Нерегулярное питание меня окончательно истощило. У меня стала кружиться голова и появились боли в груди. Да еще и Фатыма стала меня донимать: «Это ты меня сюда привезла, дома я жила в сытости». Артисты тоже стали ругаться между собой. Скандалят. Товарищ Ахунов встал и крикнул в сердцах: «Ах, чёрт, ну почему же я родился татарином!», Касим Шамиль встает и кричит: «Давайте продадим мои брюки!» и трясет своими штанами, Барый ему: «Глупец, хочешь продать последние штаны, а потом не в чем будет выходить на улицу!». Пока мы так шумели, к нам зашел хозяин квартиры и стал требовать деньги: «Если не собираетесь платить, освободите квартиру».

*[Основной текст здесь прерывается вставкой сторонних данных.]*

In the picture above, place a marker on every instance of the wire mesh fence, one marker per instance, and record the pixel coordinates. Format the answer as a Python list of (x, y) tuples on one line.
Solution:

Мы нашли двухкомнатную квартиру и съехали. Товарищи решили сами взяться за дело. Но мы все мучаемся голодом настолько, что совершенно выбились из сил. Пошёл уже седьмой день, как я ничего не ем. У меня закружилась голова, и я потеряла сознание. Через какое-то время я очнулась и попыталась встать, но перед глазами все потемнело, и я снова упала. Товарищи дали мне понюхать нашатырь и привели меня в чувства. Я не понимаю, что со мной происходит. Передо мной стоит Фатыма. Спрашиваю: «Почему я такая?» Она грызет заплесневевший хлеб, я спрашиваю: «Что ты ешь?». Она говорит: «Я собрала хлебные корки, выброшенные хозяйкой, на, погрызи, немного сил наберешься» и протянула мне сухарь. А сама со словами: «Подруга, до чего же мы докатились» расплакалась. Я стараюсь не подавать вида: «Да ничего страшного не произошло, просто у меня немного кружится голова, это пройдет, это так».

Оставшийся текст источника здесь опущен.